前出の著作権情報センターによると、「TPPの大筋合意を受けて、これから国内で法改正などを整備します。そのため、実際の運用がはじまるまでは2年ほどかかると思いますが、おそらく現在、すでに保護期間(50年)が切れている作品については(法の不遡及原則により)そのまま無料で読むことができます」と話しているが、「(青空文庫の蔵書は)相対的に数は減ることになります」と説明する。
つまり青空文庫の蔵書の多くを占める、森鴎外や夏目漱石、芥川龍之介、さらには太宰治(1948年没)や林芙美子(51年没)、坂口安吾(55年没)、永井荷風(59年没)など、明治から昭和初期の作品については無料で読めるが、これから「50年」を迎える著作者の作品は「70年」に延びることになるわけだ。
たとえば、著作権の保護期間が2016年に切れる江戸川乱歩や谷崎潤一郎(65年没)や、2017年に切れる亀井勝一郎(66年没)の作品はギリギリ公開できるかもしれないが、2018年に期限を迎える山本周五郎(67年没)や2021年の三島由紀夫(70年没)、2022年の志賀直哉(71年没)、2023年の川端康成(72年没)などの作品を、青空文庫で読むにはもう20年待たなければならないことになる。
じつは青空文庫は2014年9月に、TPPによる著作権保護期間延長が行われた場合の青空文庫の対応を示していて、そこでは「著作権保護の国際標準はヴェルヌ条約で定められた『50年』である」として「反対」を唱えている。
著作権情報センターは、「ヴェルヌ条約にあるのは『最低』50年ということです。この問題は国内でも以前から(延長が必要との)議論がありました。それが決まらなかった。先進国で『50年』なのは日本だけ。いわば時代の流れです」と、今回のTPPでの決着に理解を示している。
とはいえ、インターネットには、
「まじか、谷崎の著作権切れるのに......」
「著作権70年になるとしたらいつから改定されるんだろう。来年(2016年)からだと江戸川乱歩の作品はあと20年待たなきゃということか」
「著作権保護が70年になるの...... はっきりいってイヤです。
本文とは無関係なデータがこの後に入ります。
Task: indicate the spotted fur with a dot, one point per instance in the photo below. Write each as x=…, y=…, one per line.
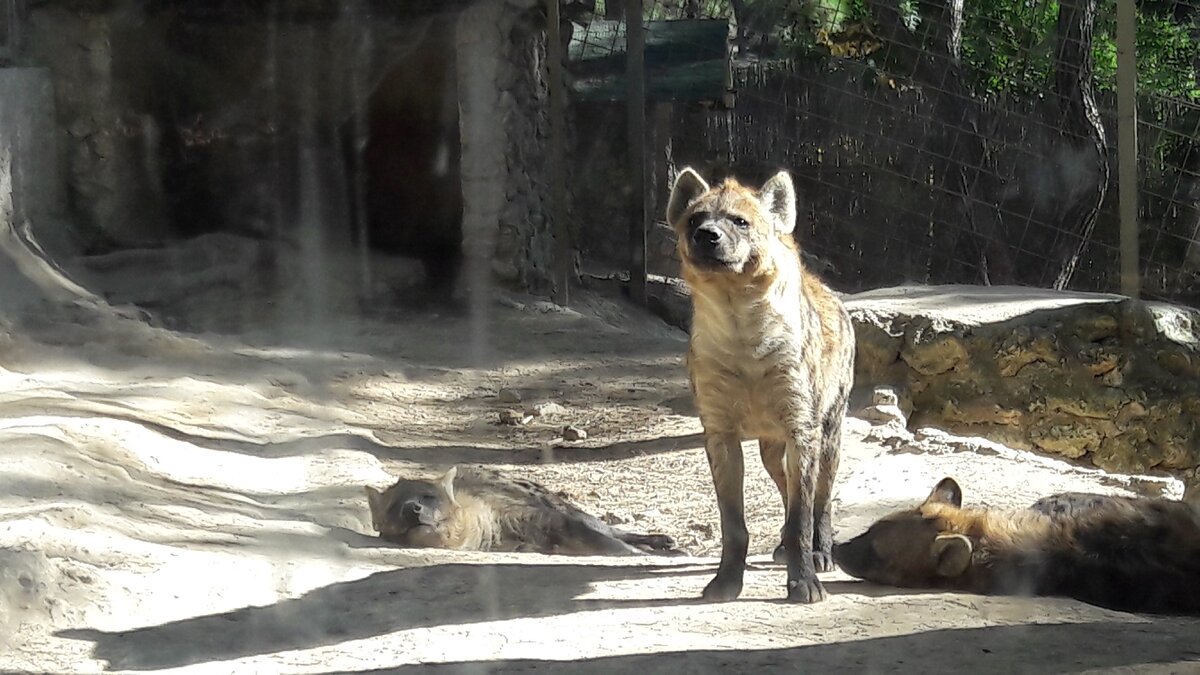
x=477, y=508
x=771, y=357
x=1120, y=553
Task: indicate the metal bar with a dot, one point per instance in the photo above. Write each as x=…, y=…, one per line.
x=635, y=69
x=1127, y=144
x=557, y=155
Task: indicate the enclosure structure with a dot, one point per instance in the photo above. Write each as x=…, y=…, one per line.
x=407, y=127
x=948, y=142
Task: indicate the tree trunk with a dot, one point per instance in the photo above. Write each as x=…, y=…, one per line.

今のままにして!」
と、落胆の声は少なくないようだ。
一方、青空文庫は「国内の法整備などをみながら作業を進めることになります」と、保護期間の延長決定に抗うことはしないものの、「たとえば米国で日本文学を研究している人にとっては、保護期間の延長で入手できなくなる作品が出てくることになります。他の意見を聞くことなく、経済のモノサシだけで測って(延長が)決められたことに疑問を感じています」と、呆れぎみに話している。